En décembre 2018, la Commission européenne a pourtant annoncé son intention d’intensifier l’action de l’Union européenne dans la lutte contre la déforestation. La France a elle aussi pris de nombreux engagements. Dans le cadre de la Déclaration d’Amsterdam elle s’est engagée à mettre fin à ses importations de commodités agricoles liées à la déforestation d’ici fin 2020. Cet engagement a été réitéré dans le cadre de la Stratégie Nationale de lutte contre la Déforestation Importée (SNDI) et par les propos d’Emmanuel Macron pendant le G7 de 2019. Pourtant, des mesures concrètes tardent à être mises en place.

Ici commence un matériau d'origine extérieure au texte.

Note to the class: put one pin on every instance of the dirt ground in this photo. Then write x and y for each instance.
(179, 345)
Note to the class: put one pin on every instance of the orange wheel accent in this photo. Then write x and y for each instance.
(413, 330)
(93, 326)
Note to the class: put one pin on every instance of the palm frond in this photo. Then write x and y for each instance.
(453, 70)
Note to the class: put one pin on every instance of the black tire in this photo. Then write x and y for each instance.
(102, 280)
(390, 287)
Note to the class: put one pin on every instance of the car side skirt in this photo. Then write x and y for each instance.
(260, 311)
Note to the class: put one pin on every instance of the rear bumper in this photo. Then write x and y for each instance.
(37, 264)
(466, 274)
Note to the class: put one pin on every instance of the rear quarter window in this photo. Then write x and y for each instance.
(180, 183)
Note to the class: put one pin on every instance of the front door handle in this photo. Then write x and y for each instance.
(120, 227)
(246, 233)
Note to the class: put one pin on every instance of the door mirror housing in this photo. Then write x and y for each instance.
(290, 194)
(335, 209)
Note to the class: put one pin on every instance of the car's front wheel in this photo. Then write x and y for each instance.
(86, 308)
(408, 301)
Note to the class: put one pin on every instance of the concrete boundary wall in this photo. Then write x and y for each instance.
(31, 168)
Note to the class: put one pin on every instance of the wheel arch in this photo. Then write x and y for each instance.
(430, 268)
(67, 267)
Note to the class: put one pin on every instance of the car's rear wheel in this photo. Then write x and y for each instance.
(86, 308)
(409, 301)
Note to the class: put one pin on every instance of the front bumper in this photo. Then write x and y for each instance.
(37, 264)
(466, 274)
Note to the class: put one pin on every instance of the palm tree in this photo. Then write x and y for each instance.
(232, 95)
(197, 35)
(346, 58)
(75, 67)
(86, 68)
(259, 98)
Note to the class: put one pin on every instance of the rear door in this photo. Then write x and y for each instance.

«Les chefs d’État et de gouvernement européens ne peuvent pas prétendre avoir créé un Green New Deal s’ils continuent d’ignorer la contribution de l’Union européenne à la crise environnementale qui se déroule dans les pays forestiers tropicaux comme le Brésil. Nous devons comprendre que la consommation française et les investissements français contribuent également à promouvoir la destruction de la forêt tropicale.», déclare Anahita Yousefi de Rainforest Foundation Norway.
“La destruction en cours du Cerrado et de l’Amazonie pour la culture du soja est alarmante et la France en est toujours complice. Le 17 septembre dernier nous avons remis notre rapport à la secrétaire d’Etat à la biodiversité, Bérangère Abba, qui montre que les solutions techniques existent pour mettre en œuvre les engagements pris. Tout est maintenant question de volonté politique. Les prochains mois sont décisifs pour tester la crédibilité du gouvernement à mettre fin à la déforestation importée de la France [1].” conclut Klervi Le Guenic, chargée de campagne à Canopée.
[1] Bérangère Abba s’est engagée à présider la réunion de bilan à mi-parcours de la SNDI, le 14 novembre prochain.